Ironically I'd only just met said colleague who was leaving and we'd hit it off immediately and were having great fun exchanging anecdotes in full knowledge that our paths may not cross again. Investing in each other a degree of friendship and trust.
I'm naive. It is a fact of my life.
I place my faith in people and assume as a result they will be true to their word.
When they're not I feel silly. Very silly.
It is embarrassing. And wallowing in my foolishness it is hard to control my emotions. The temptation to hit back. To send them the email that you've redrafted dozens of times.
But when that initial anger passes, when you allow the deep breaths to regain your composure, you realise that naievity has its benefits too.
Imagine wandering through life as a cynic. Riddled with suspicion. Fueled by mistrust. And driven by deceit.
I choose a different path.
I will always assume the best. Even if at times that means I'm taken for a ride.
Last night I lost my cap. It blew away in a gust of wind. The calamity that followed is worthy of a separate blog post. Suffice to say it involved four strangers and an umbrella. My hat remains at large.
This morning I spotted these spectacles (pictured below) lying lonely on the street. They stopped me in my tracks. And got me thinking. They gave me a new perspective.
I slowly realised I recognised them. They looked familiar.

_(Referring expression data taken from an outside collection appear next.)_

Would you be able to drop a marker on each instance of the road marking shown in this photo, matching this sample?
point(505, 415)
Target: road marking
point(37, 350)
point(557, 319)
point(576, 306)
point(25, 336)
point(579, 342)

They were in fact my wife's glasses. Undamaged despite a night alone on the street outside.
For some reason I find that oddly comforting. As if the tide has turned in my favour once more.
The business deal I lost on Friday, the cap I dispensed of last night are but two blips on an otherwise wondrous voyage.
I am a better man as a result. I can raise my head higher. And you can't take that away from me.
Deep thoughts for a Sunday morning. But I feel better for sharing them.